- Pedro Valls Feu Rosa - http://pedrovallsfeurosa.com.br -

Onde fica o Yemen?

A humanidade tem acompanhado, não sem preocupação, a dura luta das mulheres na Arábia Saudita. Ameaçadas até de prisão, ei-las pelas ruas reivindicando, em pleno século XXI, o prosaico direito de dirigir um automóvel – só isso, e nada mais do que isso!

É realmente curiosa, a humanidade: já foi à Lua, prepara-se para ir a Marte, mas ainda convive com a triste cena de algumas de suas filhas sofrendo humilhações dos mais variados tipos por conta de preconceitos os mais absurdos.

Ser curioso que sou, lancei-me a uma pequena pesquisa em busca de outros exemplos de discriminação. Em poucos minutos descobri que na Índia algumas regras de segurança no trânsito não se aplicam às mulheres – especificamente aquela que trata da exigência do uso de capacete para quem trafega a bordo de motocicletas. Tradução: as leis de trânsito consideram objeto digno de proteção os homens, e nem tanto as mulheres – que, aos milhares, perdem a vida ou a integridade física em acidentes acontecidos a cada ano. A justificativa para esta diferenciação chega a ser cínica: capacetes estragariam penteados e maquiagens!

Prossegui em meus estudos, para constatar que no Marrocos vítimas de estupro podem ser acusadas… pelo crime de que foram vítimas! Assim, pobre da mulher que saiu de casa sem a companhia do marido, ou estava pelas ruas em companhia de um homem com o qual não tinha relações de parentesco – em caso de estupro, arrisca-se a ir para a cadeia!

Minha escala seguinte nesta fascinante viagem pelo planeta seria a própria Arábia Saudita: acredite, as mulheres de lá apenas conseguiram direito a voto a partir de 2015, graças a um decreto real datado de 2011.

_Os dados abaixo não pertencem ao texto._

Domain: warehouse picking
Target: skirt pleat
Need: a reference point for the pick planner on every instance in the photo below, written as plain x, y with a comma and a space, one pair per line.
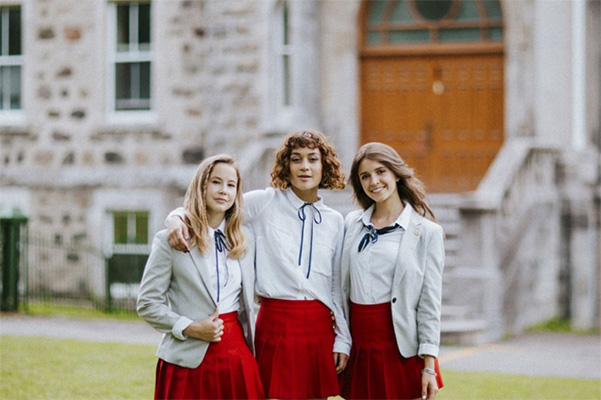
294, 346
227, 371
376, 369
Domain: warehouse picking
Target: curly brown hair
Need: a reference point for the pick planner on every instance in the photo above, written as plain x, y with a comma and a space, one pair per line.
332, 175
410, 188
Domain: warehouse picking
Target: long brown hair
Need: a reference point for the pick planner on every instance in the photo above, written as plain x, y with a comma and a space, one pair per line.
197, 218
332, 175
410, 188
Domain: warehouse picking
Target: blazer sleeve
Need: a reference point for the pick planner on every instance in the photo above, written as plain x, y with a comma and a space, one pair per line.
430, 299
153, 304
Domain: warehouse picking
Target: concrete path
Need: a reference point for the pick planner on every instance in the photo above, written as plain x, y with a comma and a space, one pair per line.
535, 354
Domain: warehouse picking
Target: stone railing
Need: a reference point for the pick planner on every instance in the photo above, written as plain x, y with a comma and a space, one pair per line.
510, 229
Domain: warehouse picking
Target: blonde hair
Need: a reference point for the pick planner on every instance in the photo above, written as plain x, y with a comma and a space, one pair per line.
332, 175
409, 187
195, 206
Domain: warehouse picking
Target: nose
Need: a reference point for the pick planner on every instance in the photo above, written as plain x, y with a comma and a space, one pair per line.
373, 179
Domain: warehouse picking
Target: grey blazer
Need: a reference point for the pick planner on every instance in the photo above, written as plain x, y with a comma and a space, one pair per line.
172, 295
416, 286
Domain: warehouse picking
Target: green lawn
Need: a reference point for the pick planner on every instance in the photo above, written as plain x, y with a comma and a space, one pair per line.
43, 368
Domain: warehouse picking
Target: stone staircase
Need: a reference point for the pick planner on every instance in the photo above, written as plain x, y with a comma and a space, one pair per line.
460, 322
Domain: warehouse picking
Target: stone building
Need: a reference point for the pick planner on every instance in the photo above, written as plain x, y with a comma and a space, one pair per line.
107, 107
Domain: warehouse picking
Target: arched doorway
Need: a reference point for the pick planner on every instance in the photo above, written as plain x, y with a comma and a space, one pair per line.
432, 85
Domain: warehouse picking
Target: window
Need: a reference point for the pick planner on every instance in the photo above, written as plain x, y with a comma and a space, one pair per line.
130, 251
283, 51
130, 52
11, 59
433, 22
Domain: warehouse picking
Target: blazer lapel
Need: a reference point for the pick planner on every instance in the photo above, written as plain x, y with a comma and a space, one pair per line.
203, 271
407, 248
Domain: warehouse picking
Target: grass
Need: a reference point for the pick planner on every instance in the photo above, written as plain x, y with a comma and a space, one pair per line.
460, 385
43, 368
48, 309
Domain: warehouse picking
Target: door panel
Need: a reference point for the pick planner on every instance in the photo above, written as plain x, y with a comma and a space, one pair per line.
443, 114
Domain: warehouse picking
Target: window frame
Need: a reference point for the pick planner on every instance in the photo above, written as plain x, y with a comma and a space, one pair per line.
282, 89
8, 115
135, 54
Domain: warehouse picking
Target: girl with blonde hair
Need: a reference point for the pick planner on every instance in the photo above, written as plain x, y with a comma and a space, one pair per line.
203, 300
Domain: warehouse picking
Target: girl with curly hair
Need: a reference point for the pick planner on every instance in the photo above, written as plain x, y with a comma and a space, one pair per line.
392, 263
302, 338
203, 301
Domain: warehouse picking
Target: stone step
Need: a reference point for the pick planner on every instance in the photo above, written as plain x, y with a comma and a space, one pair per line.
465, 332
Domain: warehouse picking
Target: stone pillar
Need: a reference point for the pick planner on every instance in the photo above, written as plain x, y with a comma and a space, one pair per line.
306, 63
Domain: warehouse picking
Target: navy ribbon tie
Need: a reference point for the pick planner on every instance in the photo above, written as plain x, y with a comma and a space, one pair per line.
303, 217
373, 233
220, 247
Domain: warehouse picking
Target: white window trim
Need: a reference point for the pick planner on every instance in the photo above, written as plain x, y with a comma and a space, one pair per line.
282, 114
126, 117
8, 116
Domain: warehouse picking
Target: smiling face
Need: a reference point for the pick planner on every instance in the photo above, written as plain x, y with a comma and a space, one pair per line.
378, 181
305, 172
220, 192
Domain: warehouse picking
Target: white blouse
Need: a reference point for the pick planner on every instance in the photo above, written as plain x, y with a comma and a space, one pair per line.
372, 269
226, 289
298, 252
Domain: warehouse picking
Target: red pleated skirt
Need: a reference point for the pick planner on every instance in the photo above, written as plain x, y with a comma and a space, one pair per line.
294, 346
228, 370
376, 369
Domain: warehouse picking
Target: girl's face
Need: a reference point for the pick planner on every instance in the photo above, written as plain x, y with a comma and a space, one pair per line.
305, 172
221, 190
378, 182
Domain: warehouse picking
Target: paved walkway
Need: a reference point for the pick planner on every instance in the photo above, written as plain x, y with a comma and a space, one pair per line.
535, 354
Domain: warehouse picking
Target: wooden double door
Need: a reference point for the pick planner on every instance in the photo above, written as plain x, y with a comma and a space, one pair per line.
442, 113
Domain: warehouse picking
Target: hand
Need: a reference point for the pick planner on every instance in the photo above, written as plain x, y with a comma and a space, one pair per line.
209, 329
429, 386
178, 234
340, 360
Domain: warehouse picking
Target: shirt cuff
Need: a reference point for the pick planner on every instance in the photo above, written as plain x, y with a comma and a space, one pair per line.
341, 347
178, 328
427, 349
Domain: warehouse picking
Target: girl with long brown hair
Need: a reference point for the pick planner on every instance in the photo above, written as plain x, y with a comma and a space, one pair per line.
392, 265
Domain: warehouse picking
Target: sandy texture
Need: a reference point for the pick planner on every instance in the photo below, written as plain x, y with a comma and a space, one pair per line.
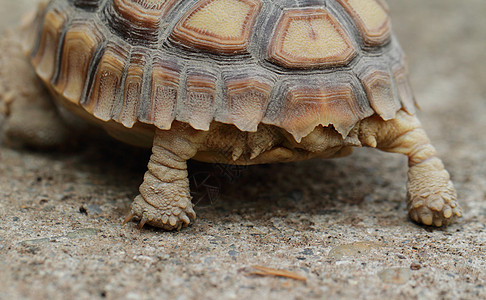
339, 223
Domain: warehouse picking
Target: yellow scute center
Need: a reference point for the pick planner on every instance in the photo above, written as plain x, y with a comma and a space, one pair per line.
313, 39
371, 13
221, 18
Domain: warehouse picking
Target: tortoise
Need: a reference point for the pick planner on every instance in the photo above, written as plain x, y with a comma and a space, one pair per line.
229, 81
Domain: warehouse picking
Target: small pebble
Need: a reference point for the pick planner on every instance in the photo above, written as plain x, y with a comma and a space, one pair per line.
353, 249
84, 232
395, 275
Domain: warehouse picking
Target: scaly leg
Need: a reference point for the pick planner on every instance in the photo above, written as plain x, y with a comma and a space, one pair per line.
165, 199
431, 194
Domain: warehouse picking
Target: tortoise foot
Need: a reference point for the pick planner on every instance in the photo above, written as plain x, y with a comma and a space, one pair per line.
431, 194
166, 205
168, 218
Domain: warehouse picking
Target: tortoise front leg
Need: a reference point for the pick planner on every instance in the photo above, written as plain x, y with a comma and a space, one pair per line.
165, 199
431, 194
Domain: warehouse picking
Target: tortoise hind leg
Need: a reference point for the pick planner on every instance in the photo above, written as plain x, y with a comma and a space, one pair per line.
165, 199
431, 194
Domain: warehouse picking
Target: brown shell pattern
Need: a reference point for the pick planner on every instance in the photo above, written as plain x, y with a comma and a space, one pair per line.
292, 64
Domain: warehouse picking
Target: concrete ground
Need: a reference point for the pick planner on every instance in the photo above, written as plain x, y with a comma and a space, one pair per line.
341, 224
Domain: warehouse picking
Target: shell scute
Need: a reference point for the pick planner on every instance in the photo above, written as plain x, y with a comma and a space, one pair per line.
219, 26
308, 103
80, 44
44, 59
310, 38
105, 92
198, 104
166, 76
306, 64
248, 95
379, 87
133, 88
371, 18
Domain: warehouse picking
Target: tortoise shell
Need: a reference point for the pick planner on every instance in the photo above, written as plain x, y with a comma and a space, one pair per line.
292, 64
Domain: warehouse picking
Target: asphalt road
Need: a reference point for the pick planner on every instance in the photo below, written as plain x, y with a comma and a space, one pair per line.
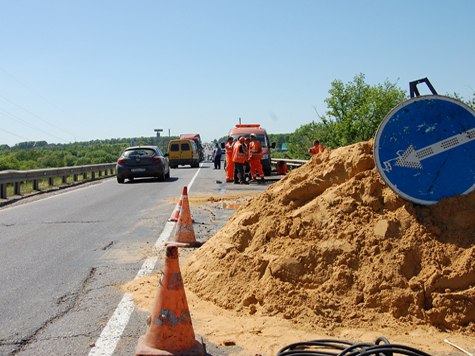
62, 257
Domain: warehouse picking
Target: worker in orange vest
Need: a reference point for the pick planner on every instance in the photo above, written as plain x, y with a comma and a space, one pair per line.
317, 148
229, 160
255, 155
281, 167
239, 157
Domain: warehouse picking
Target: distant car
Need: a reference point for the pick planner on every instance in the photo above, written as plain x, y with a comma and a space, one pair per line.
142, 161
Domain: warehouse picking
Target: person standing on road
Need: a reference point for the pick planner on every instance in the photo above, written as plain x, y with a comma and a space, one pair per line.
255, 151
317, 148
239, 157
217, 157
282, 167
229, 160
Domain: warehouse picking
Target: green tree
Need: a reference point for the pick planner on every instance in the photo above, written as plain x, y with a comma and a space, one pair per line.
9, 162
356, 109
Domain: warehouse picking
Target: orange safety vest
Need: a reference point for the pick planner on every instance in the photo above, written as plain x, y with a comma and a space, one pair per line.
316, 149
238, 156
256, 150
282, 169
229, 149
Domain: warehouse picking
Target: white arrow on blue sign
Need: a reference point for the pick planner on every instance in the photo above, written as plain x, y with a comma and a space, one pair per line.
424, 149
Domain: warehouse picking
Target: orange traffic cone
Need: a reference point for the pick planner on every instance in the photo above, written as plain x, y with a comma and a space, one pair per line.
184, 233
170, 331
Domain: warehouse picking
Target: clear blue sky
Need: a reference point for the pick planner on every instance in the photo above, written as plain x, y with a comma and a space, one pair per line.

Em seguida, cheguei ao Yemen – um caso à parte, digno de reflexão apurada. Para início de conversa, naquele país mulheres não podem ir às ruas sem a permissão de seus maridos, salvo em situações de comprovada emergência – urgências médicas envolvendo os pais, por exemplo.

Talvez todas estas restrições encontrem seu perfeito resumo em uma outra lei do mesmo país, segundo a qual uma mulher não é reconhecida como uma pessoa completa diante de um tribunal. Assim, por exemplo, o depoimento de uma mulher apenas é digno de pleno reconhecimento quando confirmado por um homem.

É este o ponto que gostaria de abordar: o da meia-cidadania, o da meia-humanidade. Lá está, escrito nas leis bárbaras daquele país, algo que nossa sociedade não expressa, mas que frequentemente pratica: a redução das mulheres a uma condição menor.

Coloque-se, por um instante, na situação de uma vítima de violência doméstica – principalmente no interior distante. Esta, padecendo no corpo e na alma, não raramente encontrará as portas do mundo das leis inacessíveis – ora por conta da falta pura e simples de estrutura compatível sobre o solo de um país tão rico, ora em função da muralha que um olhar de deboche constrói.

Em seguida vá às ruas. Olhe, com olhos de ver, quantos atos de intimidação e desrespeito uma mulher sofre cotidianamente nelas, no transporte coletivo e no ambiente de trabalho. Parece incrível, mas mesmo em sociedades que se autoproclamam muito avançadas as administrações estão disponibilizando espaços exclusivos para mulheres no transporte público, poupando-as de humilhações – ou seja, que sociedades muito avançadas são essas?

Enquanto isso nós, ocidentais, passamos os dias a ler, absolutamente chocados e escandalizados, notícias sobre o Yemen. Onde fica mesmo este país?